We had a few games of chess - a couple of very good ones.

My parents came for dinner on Sunday - the six of us together. The last time must have been ...

Well, a lot has happened since then and I bet Sam wasn't as well then as he seems to be at the moment.

Sam went out on his own for short walks and to the shop to get some tobacco with no problems. It's real progress and the longer he goes without messing up gives us increased confidence.

The only slight downer was on the way back in the car Sam asked for some Lorazepam which he can have PRN as he was really "wired". Maybe it was anxiety at going back to a locked ward after a relaxed weekend.
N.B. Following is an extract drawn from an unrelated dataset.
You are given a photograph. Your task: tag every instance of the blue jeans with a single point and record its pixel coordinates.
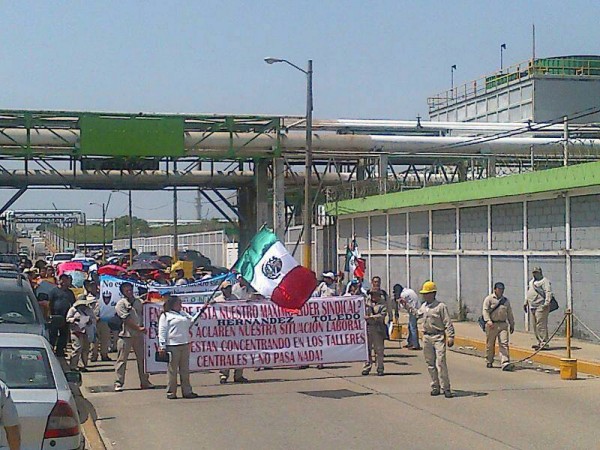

Jane rang later and he was fine. He'd been to the pub with a member of staff for a drink and a game of pool.

We're still no closer to knowing what is happening about Sam moving on. The psychiatrist of the local rehabilitation ward was supposed to have been looking at Sam's notes on Thursday but we've heard nothing. Sam's care coordinator has been on holiday for a week but rang us as soon as she got back. She said she'd chase things up - but we've heard nothing yet.

It was so lovely to have Sam and Nell back together ...

Just great. It made us really happy.

Nell's got lots of plans. For herself - but also for Sam. She wants to try to arrange some outings for him on his weekend leave. She seems very eager to get involved in a hands on way.

She loves Sam too.

It's been hard for her in a different way. Siblings can get left out when the small amounts of support are being given out.